Bir de madalyonun arka yüzü var ki, birileri tarafından BEDHAH yapılmışız da, halen saf saf birilerini dinliyoruz.

Madalyonun diğer yüzünde, hani şu insan ayrımı yapıyorsunuz diye Türkiye’yi insan hakları mahkemelerine şikayet edenler var ya, onlar var.

Madalyonun diğer yüzünde, adil paylaşım istiyoruz diyerek devletin kasasından yeşil kart alarak devleti soyanlar var.

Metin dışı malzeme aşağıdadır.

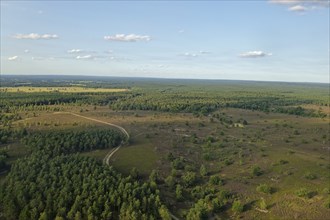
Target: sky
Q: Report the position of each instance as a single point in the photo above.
(266, 40)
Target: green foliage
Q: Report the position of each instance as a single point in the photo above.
(262, 204)
(215, 180)
(256, 170)
(178, 163)
(237, 206)
(170, 182)
(42, 186)
(303, 192)
(65, 142)
(189, 178)
(179, 192)
(164, 213)
(310, 176)
(203, 170)
(199, 211)
(264, 188)
(327, 203)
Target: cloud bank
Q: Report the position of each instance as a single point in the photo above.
(34, 36)
(128, 38)
(302, 5)
(254, 54)
(14, 58)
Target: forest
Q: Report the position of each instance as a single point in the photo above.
(197, 149)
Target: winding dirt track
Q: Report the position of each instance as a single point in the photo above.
(106, 159)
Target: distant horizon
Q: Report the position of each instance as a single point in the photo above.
(270, 40)
(160, 78)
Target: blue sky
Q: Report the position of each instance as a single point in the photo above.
(275, 40)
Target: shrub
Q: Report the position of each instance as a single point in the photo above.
(228, 162)
(237, 206)
(263, 204)
(327, 203)
(310, 176)
(203, 171)
(169, 181)
(303, 192)
(179, 192)
(256, 170)
(215, 180)
(189, 178)
(264, 188)
(178, 164)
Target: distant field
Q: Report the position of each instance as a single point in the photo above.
(75, 89)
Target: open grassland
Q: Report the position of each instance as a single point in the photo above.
(70, 89)
(140, 154)
(276, 164)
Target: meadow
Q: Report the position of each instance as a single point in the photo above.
(213, 149)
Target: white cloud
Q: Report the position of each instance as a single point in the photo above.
(284, 2)
(85, 57)
(14, 58)
(187, 54)
(298, 8)
(302, 5)
(75, 51)
(254, 54)
(43, 58)
(204, 52)
(34, 36)
(128, 38)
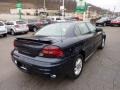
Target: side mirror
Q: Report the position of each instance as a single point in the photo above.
(99, 29)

Madalyonun diğer yüzünde, bizi adam yerine koymuyorlar, ayrım yapıyorlar diyenler var.

Madalyonun diğer yüzünde, Kayseri’den öteye Kürdistan diyenler var.

Madalyonun diğer yüzünde, devlet bütçesinin %70 lerinin aktarıldığı topraklarda yaşayamıyoruz, can ve mal güvencemiz yok diyerek batı bölgelere göç eden yüzsüzler var.

Ve madalyonun diğer yüzende, batıda çek senet mafyalılığına karışmış, hırsızlığın %99 nun yapan, ceplerinde yeşil kartlarla, Sosyal Yardımlaşmadan aldıkları aylık kartlarla gezen, altlarında son model, en az 1900 beygir  gücünde arabaları olan, hemem hemen hepsinin ikişer katlı evleri olanların topluluğu var.

Dün, yani Salı günü, DTP konvoyunun geçişini izledim.

4000 nüfuslu bir beldenin Belediye Başkan Adaylığı için seçim bürosunun açılışını yapmak üzere gelen ismi Emine Ayna olan şahsı karşılayan ve ona seçim bölgesine kadar eşlik eden araç konvoyunu seyreyledim.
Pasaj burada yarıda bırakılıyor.